On a personal and social level it’s undeniable that environmental problems affect us all — our health, the economy, our children’s’ futures. But instead of acknowledging the problem, engaging with and addressing it, many of us:
– Minimise it (it’s not changing my world right now so it can’t be that bad)
– Distract ourselves from it (I would do more but I just don’t have the time to figure out what exactly to do)
– Leave it to someone else to figure out (there are other people better equipped to solve this)
– Adopt a hopeless attitude (there’s nothing to be done now, it’s too late)
These are not only lazy attitudes, but also dangerous — yet incredibly common and natural (if some or all of these sound familiar, I recommend a wonderful book called Active Hope by Joanna Macy and Chris Johnstone, which helped me define some more useful thought patterns).

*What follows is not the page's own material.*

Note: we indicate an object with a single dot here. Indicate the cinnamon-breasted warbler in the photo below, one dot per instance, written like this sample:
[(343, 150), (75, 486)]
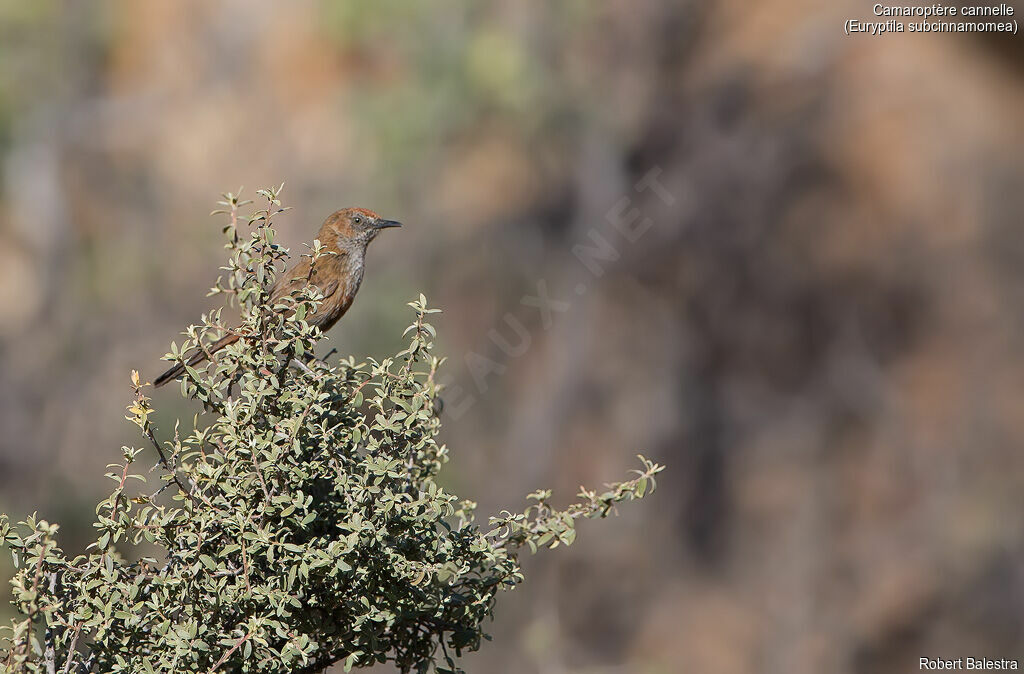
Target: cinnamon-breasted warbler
[(344, 235)]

On a professional level it can be just as challenging. As design consultants and consumers we have the privilege to create and educate — and the responsibility to do so in a thoroughly responsible way.
However, we work in the real world, not the ideal world. Sometimes environmental priorities will be sacrificed to keep the budget down, get a project finished on time or to maintain a relationship. And we all perform this balancing act every day. It’s not easy, but know that every effort to design more sustainably, and to educate yourself and your colleagues and clients makes a difference. Regardless of the outcome, if you are taking the time to have the conversation and present alternative solutions, you are acting with due diligence, to the best of your capabilities.
It was in a spirit of active hope, that this particular talk was born. It’s vital for us to remember that despite the complexity and size of the environmental problem, there are things that can be done. And not just one thing, but many things. We in the creative industries have the power to devise sustainable solutions that not only reduce, recycle or reuse waste, educate and promote awareness — but also inspire, uplift and engage. And there are many working towards this, each using their particular skills, knowledge and motivation to reveal just one part of the solution.
We invited five such creatives to come and share their work and sustainable approach in the ‘Earth: powered by Pecha Kucha’ talk at DENFAIR 2017. The format allows 20 slides per presenter, shown for 20 seconds each and not surprisingly, the passion that our presenters have for the topic made it a challenge to keep the narrations concise.
Tom Fereday shared the sustainable elements of the furniture pieces he was presenting at DENFAIR through a number of retailers and collaborations, explaining that manufacturing techniques play a large role in his sustainable design solutions.
Environmental artist Debbie Symons explores how we can create a deeper understanding of scientific environmental data by pushing it back into the public sphere, showing the connections between human societies and the pressures facing other species.
Industrial designer Paul Charlwood works across many products via his studio. He explained that environmental impact needs to be considered early on in the design process. Simple strategies, how something is made and making products that last all fit under the sustainable design banner.
Sarah K founded the Marine Debris Bakelite Project with Andrew Simpson via Supercyclers. They have devised a new material created from 100% recycled plastic from the Great Pacific Garbage Patch, which was collected from Australian shores — and various designers have used the material to create a series of cooking and serving vessels.
Archier is a design studio that creates design experiences, make spaces and develop products — sometimes in collaboration. Chris Haddad, one of the founders, took us through their approach to architecture, including using recycled materials, focusing on a range of bathroom ceramics created in collaboration with Lindsey Wherrett.
Whether sourcing sustainable products, urging clients to rethink their needs versus their desires for newer and bigger (not necessarily better) spaces and products or actively boycotting those (including replicas) that are unsustainable, the option to make a difference in a professional capacity is available to all of us.
The stories of our presenters showed some of what is being achieved and the variety of ways in which we can contribute to the solution. It’s an exciting space to be creatively working and playing in, and with so much more to be done, we can look forward to watching their progress — and actively engaging in our own.